Ypres (1915)

Dans la première semaine d'avril 1915, les troupes canadiennes abandonnent leur paisible secteur pour aller occuper, en avant d'Ypres, une portion de front faisant saillie dans les lignes alliées. Il s'agit du fameux - ou notoire - saillant d'Ypres, où les Britanniques et leurs alliés se sont avancés vers la ligne allemande en formation concave. Les Allemands occupent une position plus élevée et sont capables de mitrailler les tranchées alliées depuis le nord, le sud et l'est. Les troupes canadiennes sont flanquées, à droite, de deux divisions britanniques et, à gauche, d'une division française, le 45e Algérien.

C'est là que le 22 avril, les Allemands tentent de détruire le saillant en recourant à une nouvelle arme: le gaz toxique. Après un tir intense d'artillerie, à la faveur d'un vent léger du nord-est, l'ennemi déverse 160 tonnes de chlore depuis des cylindres enfouis dans le bord costal de leurs tranchées. Le gaz vient se déposer en un épais nuage olivâtre au-dessus des tranchées françaises et met les soldats en déroute; stupéfiés par cette arme terrible, ils prennent la fuite, laissant une brèche de quatre milles dans les lignes alliées. Profitant de leur avantage, les Allemands vont de l'avant et menacent de prendre les Canadiens à revers et d'enserrer 50 000 soldats canadiens et britanniques dans un mortel étau. Heureusement, l'ennemi n'a prévu qu'une offensive limitée et, comme ses troupes sont insuffisantes, est incapable d'exploiter la situation. De toute façon, les Allemands n'ont pas l'équipement adéquat pour se protéger contre le gaz et craignent l'arme nouvelle. Après une avance de deux milles seulement, ils s'arrêtent et se retranchent.

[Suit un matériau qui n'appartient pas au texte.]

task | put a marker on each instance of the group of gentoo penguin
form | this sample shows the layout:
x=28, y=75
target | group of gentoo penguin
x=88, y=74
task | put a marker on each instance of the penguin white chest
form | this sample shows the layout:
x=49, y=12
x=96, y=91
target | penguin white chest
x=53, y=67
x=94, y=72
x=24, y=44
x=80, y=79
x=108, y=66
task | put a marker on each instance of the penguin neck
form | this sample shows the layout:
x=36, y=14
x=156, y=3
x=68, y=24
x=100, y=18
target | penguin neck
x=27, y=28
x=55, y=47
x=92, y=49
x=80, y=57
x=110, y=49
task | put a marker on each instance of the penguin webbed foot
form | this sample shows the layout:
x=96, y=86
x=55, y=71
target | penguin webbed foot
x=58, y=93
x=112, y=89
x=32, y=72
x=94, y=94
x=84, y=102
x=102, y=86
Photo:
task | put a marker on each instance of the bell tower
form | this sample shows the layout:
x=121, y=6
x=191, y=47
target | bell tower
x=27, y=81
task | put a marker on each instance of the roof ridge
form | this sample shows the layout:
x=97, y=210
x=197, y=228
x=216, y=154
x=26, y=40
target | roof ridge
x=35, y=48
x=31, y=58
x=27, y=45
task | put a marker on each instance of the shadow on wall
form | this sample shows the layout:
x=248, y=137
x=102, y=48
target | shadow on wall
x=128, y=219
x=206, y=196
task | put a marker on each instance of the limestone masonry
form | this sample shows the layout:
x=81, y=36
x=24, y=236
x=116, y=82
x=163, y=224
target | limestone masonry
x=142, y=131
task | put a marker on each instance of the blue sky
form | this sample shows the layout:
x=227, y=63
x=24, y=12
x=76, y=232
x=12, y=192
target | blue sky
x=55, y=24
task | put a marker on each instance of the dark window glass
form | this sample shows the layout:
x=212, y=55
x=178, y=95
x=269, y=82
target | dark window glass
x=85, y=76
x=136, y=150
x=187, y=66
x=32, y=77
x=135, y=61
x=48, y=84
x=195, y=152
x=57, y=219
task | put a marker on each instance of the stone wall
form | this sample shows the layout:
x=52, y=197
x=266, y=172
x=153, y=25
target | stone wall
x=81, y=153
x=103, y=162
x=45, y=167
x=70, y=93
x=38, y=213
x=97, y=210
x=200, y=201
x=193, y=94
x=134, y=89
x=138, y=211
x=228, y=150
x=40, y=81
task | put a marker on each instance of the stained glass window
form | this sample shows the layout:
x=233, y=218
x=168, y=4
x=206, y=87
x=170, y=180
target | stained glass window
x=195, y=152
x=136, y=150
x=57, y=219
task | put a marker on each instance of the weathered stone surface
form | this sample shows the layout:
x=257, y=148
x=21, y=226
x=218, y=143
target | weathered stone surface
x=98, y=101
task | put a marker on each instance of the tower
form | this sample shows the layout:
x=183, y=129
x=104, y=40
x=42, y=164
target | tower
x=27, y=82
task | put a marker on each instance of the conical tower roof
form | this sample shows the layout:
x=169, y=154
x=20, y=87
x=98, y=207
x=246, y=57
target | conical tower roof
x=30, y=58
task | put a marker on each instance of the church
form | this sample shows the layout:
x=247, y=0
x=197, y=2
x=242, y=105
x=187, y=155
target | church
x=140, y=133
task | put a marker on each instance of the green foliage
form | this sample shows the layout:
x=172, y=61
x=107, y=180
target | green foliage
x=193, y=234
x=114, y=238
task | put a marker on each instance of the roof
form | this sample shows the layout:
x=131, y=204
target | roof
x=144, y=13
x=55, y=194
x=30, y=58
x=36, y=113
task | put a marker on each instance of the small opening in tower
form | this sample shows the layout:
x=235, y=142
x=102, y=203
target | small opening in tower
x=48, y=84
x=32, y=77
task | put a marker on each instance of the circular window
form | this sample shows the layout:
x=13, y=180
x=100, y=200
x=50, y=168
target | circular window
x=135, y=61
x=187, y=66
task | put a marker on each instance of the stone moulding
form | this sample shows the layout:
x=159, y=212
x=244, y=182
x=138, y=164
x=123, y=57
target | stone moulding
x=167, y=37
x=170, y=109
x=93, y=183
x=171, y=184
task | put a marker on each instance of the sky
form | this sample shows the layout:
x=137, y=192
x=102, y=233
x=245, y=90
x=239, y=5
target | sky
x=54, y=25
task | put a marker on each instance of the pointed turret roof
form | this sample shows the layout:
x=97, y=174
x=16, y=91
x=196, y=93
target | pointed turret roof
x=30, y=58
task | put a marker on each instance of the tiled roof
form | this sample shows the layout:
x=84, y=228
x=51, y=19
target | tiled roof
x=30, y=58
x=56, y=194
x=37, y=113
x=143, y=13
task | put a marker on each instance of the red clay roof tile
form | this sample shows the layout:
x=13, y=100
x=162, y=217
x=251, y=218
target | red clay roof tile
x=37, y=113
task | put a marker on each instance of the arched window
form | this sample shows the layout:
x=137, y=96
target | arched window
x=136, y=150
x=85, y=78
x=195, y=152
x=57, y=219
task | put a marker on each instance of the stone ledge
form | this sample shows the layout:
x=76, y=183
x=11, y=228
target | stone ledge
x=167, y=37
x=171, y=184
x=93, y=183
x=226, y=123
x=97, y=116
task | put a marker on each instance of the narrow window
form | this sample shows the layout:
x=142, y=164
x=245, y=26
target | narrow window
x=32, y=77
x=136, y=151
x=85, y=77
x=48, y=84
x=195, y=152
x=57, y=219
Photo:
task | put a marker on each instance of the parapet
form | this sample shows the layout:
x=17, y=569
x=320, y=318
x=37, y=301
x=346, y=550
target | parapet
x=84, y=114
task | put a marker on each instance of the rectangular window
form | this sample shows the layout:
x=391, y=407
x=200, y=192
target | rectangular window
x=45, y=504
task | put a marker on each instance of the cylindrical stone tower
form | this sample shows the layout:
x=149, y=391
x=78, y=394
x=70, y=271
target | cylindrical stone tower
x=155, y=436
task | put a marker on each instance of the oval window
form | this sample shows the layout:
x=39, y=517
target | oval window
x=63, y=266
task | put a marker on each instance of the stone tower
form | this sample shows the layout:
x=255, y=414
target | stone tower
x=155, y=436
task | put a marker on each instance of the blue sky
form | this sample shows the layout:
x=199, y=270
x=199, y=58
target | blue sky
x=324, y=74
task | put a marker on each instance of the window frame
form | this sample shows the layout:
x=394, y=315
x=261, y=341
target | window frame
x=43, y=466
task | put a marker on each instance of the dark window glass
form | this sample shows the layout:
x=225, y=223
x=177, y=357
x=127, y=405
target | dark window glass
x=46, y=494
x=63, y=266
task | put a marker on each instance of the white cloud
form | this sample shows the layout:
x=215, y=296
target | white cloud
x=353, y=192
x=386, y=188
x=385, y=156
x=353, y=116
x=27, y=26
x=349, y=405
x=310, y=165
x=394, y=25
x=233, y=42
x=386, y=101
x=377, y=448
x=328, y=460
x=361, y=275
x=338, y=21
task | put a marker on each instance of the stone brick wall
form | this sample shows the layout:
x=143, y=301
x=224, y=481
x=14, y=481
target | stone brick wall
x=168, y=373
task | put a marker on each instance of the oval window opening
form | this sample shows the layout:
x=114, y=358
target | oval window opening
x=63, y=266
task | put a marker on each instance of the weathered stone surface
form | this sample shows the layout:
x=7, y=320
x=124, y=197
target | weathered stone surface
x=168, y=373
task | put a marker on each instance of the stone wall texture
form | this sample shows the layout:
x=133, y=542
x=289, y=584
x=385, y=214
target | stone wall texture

Deux soldats portant des masques à gaz utilisés après la bataille d'Ypres

Les Canadiens se battirent toute la nuit pour colmater la brèche. Ils organisèrent même une contre-attaque pour déloger l'ennemi du Bois des Cuisiniers, chênaie située près de Saint-Julien. Le matin, ils prirent l'ennemi d'assaut à deux nouvelles reprises et ce fut à chaque fois un désastre. Ils ne gagnèrent que peu de terrain, cela au prix de pertes extrêmement lourdes. Ces attaques leur donnèrent néanmoins un peu de répit pour colmater la brèche.

La bataille de Saint-Julien allait être plus âpre encore. Le 24 avril, les Allemands déclenchent une offensive afin d'anéantir une bonne fois pour toutes le Saillant. Un autre violent bombardement est suivi d'une nouvelle attaque au gaz, dirigée cette fois contre les Canadiens. Une furieuse bataille s'engage alors au milieu des éclats d'obus et des balles de mitrailleuses; handicapés par leurs fusils Ross qui s'enrayent constamment, pris de violentes nausées et essayant tant bien que mal de se protéger du gaz avec des chiffons boueux et imbibés d'eau, les Canadiens ne tiennent pas moins bon jusqu'à l'arrivée de renforts.

C'est ainsi que dès leur premier engagement important sur un champ de bataille européen, les Canadiens se font une réputation de redoutables soldats. Le Premier ministre reçoit des messages de félicitations. Cependant, la bataille avait coûté cher. En quarante-huit heures, 6 035 Canadiens, un homme sur trois, sont blessés et plus de 2 000 d'entre eux meurent. Ce sont de lourdes pertes pour le petit contingent de civils canadiens enrôlés depuis quelques mois à peine et qui n'avaient jamais imaginé aller au front et se battre - c'était un sinistre présage de ce qui les attendait.